Open dubrovine opened 2 years ago
Not enough info I'm afraid. I don't know where this message comes from. Which pool are you using? What server? Any way I can reproduce?
Pool is erlPool (10sockets for each PoolName) Server is cowboy 2.9.0 (If I understand you correctly)

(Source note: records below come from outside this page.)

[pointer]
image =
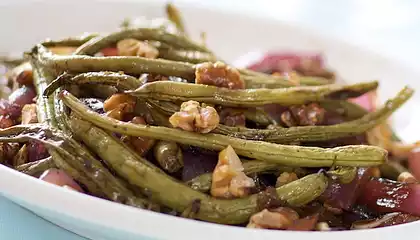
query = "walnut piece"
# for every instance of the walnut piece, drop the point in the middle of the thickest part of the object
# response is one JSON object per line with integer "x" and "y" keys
{"x": 119, "y": 105}
{"x": 218, "y": 74}
{"x": 286, "y": 178}
{"x": 232, "y": 117}
{"x": 195, "y": 118}
{"x": 133, "y": 47}
{"x": 279, "y": 218}
{"x": 229, "y": 180}
{"x": 141, "y": 145}
{"x": 29, "y": 114}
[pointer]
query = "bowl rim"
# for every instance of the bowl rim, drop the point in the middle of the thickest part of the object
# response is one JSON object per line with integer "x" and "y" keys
{"x": 55, "y": 196}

`open(PoolName, PoolSize, Host, Port, Opts)->
Opts2 = Opts#{
connect_timeout => 5000,
retry => 200,
retry_timeout => 500 % 500ms
},
PoolRes =
erlpool:start_pool(PoolName, [
{size, PoolSize},
{group, http2_pools},
{start_mfa, {gun, start_link, [self(), util:to_list(Host), Port, Opts2]}},
{supervisor_period, 1},
{supervisor_intensity, 1000},
{supervisor_restart, permanent}
]),
case PoolRes of
ok ->
log:info("[HTTP2] START_POOL ~p ~p ~p", [self(), PoolName, PoolSize]),
ok;
{error,{already_started,_}} ->
log:error("[HTTP2] START_POOL already_started ~p ~p ~p", [self(), PoolName, PoolSize]),
ok;
PoolErr ->
log:error("[HTTP2] START_POOL_ERR ~p ~p ~p ~p", [self(), PoolName, PoolSize, PoolErr]),
{error, PoolErr}
end.`
error message I receive directly from gun:await(ConnPid, StreamRef, ?TIMEOUT)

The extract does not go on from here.